Monthly Archives: July 2015

Bugwoman on Location – Old Friends

IMG_3227Dear Readers, today we set off on one of our favourite walks. We headed downhill into the valley to the right of the photo, known as the Rotmoos. At the far end there is a gradually retreating glacier, and this leaves a large area of terminal moraine, rocky strata where only the toughest of plants and animals can survive. But at the entrance to the Rotmoos is a much kinder area, with bogs and a more varied flora.

As we headed down, we met up with our first old friends- Long-eared sheep. They graze up here and across all the mountain valleys until the end of September, when they are driven back home. ‘Home’ normally includes Italy, but for the first time in decades the Italians are unable to pasture their sheep here because there has been an outbreak of foot-and-mouth.
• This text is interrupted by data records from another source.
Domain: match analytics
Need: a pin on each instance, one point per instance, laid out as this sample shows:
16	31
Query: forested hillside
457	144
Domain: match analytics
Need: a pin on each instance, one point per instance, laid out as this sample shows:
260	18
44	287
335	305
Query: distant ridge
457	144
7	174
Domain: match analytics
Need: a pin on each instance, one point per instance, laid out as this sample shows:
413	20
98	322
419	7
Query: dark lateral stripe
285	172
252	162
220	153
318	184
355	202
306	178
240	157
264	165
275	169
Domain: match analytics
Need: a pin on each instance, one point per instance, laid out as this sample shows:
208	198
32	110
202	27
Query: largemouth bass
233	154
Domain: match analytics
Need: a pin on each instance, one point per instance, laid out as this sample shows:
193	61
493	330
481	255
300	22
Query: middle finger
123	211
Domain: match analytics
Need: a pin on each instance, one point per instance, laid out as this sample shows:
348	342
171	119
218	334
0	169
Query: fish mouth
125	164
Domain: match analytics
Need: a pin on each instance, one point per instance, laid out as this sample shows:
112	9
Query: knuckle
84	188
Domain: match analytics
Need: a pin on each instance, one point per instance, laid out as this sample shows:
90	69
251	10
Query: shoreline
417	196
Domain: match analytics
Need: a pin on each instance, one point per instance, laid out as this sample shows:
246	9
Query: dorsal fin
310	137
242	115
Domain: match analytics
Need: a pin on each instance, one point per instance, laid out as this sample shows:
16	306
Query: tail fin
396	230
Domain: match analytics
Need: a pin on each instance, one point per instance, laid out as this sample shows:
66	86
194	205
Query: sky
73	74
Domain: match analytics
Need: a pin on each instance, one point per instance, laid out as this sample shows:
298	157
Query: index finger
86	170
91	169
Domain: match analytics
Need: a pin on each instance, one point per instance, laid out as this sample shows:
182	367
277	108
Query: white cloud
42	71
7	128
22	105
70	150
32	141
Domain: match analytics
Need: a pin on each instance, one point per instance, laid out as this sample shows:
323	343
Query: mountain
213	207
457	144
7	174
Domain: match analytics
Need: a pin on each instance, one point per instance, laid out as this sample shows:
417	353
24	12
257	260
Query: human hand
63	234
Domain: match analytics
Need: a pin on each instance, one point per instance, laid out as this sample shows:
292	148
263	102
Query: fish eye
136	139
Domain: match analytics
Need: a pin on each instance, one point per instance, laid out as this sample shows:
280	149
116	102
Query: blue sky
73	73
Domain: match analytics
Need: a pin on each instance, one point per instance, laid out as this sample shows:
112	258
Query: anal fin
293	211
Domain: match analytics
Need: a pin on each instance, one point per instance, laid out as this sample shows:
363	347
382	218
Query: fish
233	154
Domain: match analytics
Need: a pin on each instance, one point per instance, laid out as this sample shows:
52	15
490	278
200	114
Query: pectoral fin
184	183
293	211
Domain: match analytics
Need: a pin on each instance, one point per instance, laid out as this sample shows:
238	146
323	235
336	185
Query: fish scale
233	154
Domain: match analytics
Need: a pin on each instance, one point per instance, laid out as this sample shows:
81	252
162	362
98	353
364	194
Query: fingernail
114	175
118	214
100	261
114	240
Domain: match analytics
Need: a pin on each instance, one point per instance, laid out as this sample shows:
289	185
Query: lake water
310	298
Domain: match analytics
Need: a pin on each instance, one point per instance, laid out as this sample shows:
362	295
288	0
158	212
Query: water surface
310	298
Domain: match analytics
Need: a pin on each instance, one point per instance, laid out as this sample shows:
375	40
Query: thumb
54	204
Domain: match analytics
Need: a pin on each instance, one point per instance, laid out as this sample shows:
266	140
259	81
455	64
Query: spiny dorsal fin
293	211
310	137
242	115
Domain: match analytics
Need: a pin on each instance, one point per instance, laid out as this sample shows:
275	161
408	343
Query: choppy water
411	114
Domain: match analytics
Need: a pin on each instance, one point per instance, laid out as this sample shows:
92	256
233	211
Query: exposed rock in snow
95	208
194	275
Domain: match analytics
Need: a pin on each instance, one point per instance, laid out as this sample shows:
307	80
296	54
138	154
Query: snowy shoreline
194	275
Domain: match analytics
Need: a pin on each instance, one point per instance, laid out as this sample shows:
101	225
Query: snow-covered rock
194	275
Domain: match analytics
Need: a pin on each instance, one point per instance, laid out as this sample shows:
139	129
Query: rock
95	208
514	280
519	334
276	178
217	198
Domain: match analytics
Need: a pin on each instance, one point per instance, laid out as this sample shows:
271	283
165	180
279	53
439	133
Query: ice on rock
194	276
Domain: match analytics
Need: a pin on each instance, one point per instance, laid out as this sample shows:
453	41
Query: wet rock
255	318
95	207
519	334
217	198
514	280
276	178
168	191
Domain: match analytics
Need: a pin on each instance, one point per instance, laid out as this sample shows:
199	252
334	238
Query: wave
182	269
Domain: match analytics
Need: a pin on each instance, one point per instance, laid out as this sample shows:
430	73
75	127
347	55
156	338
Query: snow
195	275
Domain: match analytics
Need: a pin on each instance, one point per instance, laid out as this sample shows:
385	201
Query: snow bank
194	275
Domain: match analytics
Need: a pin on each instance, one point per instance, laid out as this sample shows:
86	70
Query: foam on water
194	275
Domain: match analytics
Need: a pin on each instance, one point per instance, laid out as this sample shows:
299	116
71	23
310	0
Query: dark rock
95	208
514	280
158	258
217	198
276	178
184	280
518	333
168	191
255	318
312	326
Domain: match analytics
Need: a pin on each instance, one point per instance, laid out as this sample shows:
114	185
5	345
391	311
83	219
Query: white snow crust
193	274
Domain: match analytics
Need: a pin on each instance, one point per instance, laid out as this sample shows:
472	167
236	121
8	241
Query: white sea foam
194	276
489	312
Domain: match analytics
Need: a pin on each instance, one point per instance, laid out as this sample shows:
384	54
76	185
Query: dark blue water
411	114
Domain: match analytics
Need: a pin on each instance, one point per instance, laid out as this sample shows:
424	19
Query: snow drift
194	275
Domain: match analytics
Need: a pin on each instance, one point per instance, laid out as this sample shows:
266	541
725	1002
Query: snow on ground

I’m sure many of us remember how devastating this terrible disease was when it hit the UK, and my heart goes out to the Italian farmers who are coping with it. May it be quickly brought under control, for the sake of humans and animals.

Long-eared sheep

Long-eared sheep

IMG_3235So, here we are at the entrance to the valley. I have never seen so many of what my biology used to call ‘yellow compositae’ – in other words, dandelions and hawkbits, nippleworts and Leopards-bane, Ragwort and Groundsel. But I am keeping an eye out for another old friend.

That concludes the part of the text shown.